For some time now, some of my on-line friends have advised me to provide a version of CassidySlangScam without the invective aimed at Cassidy and his supporters. In response to that advice, I am working on providing a glossary of the terms in Cassidy’s ludicrous book How The Irish Invented Slang with a short, simple and business-like explanation of why Cassidy’s version is wrong.
Holy Cow is a ‘minced oath’, a way of avoiding a blasphemous or offensive expression by using a similar word, or a word beginning with the same sound. This is thought to be a version of ‘Holy Christ’, but was probably influenced by the sacredness of cows in the Hindu tradition.
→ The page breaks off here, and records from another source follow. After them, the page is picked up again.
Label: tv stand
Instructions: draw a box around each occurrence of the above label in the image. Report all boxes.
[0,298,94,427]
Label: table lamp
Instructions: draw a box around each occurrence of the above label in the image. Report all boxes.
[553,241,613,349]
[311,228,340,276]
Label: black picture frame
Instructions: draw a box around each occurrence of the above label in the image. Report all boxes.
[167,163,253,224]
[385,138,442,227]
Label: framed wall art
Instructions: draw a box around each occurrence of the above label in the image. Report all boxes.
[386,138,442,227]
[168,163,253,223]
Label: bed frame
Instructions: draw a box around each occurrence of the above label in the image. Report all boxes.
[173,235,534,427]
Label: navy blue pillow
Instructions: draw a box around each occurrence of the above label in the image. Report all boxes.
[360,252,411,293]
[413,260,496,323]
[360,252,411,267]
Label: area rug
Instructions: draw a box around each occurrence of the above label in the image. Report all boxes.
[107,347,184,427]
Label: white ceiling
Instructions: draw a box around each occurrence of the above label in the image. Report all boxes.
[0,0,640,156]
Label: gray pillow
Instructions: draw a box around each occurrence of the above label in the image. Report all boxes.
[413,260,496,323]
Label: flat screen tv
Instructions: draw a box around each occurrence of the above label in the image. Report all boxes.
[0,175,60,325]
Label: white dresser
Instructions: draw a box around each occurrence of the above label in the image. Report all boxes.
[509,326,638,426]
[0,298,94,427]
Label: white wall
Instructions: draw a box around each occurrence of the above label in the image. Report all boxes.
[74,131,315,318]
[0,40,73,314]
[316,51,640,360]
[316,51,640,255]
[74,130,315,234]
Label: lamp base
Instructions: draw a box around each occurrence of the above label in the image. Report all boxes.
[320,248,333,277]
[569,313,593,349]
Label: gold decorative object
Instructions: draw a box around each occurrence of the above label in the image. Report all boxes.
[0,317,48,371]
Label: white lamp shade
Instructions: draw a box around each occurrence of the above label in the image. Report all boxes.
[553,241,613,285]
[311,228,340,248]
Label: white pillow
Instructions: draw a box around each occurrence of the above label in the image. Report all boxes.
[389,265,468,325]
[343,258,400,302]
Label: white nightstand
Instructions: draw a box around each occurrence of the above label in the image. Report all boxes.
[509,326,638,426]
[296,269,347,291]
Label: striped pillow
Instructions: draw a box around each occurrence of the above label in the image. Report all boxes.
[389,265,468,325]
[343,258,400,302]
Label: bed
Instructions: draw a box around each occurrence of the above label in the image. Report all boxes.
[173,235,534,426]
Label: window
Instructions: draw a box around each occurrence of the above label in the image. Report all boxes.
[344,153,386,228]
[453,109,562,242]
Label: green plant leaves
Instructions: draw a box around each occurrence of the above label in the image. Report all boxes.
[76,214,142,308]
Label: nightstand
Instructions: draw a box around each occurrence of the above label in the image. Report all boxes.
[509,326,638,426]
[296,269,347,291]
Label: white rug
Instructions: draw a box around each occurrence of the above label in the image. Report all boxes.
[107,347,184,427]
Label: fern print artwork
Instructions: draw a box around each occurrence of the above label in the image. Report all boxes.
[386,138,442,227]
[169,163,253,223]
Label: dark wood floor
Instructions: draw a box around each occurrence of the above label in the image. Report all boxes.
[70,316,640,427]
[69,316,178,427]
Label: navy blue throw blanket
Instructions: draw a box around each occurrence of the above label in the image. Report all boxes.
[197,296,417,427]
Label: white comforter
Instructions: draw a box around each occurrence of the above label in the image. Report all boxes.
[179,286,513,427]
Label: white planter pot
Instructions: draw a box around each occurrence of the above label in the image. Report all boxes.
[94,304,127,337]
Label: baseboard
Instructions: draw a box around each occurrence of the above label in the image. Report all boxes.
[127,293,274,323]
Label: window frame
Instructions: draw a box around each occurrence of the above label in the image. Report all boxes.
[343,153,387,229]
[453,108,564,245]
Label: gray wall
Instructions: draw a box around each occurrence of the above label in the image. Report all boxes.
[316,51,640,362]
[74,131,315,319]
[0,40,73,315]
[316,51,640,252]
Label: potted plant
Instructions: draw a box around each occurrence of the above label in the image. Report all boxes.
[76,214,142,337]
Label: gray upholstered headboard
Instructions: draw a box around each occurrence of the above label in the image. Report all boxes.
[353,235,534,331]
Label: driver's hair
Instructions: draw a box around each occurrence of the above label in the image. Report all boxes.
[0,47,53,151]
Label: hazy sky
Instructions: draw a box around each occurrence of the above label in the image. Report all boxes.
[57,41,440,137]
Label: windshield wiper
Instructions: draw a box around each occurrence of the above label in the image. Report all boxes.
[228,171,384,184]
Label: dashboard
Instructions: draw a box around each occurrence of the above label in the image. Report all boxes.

To Cassidy, it represents a mixed Irish and English oath, Holy Cathú. (Originally, he had claimed that the Holy represents the Irish oille meaning greatness but he had dropped this claim by the time the book was published.) Cathú usually means temptation in modern Irish, though it has other meanings like rebellion, grief, fighting. I presume the meaning of temptation came about through the idea of rebellion against God, as the root of the word is cath, meaning battle.
Cathú is pronounced kahoo. It is not used as an exclamation in Irish. People do not say ‘Cathú Naofa’ in the Irish language. Cassidy once again demonstrates his lack of Irish by miscopying the phrase ‘Mo chathú é’ from Dinneen’s dictionary as ‘Mo cathú é’. This phrase seems to exist but is only found in one source from 1909, so it is hardly a common expression.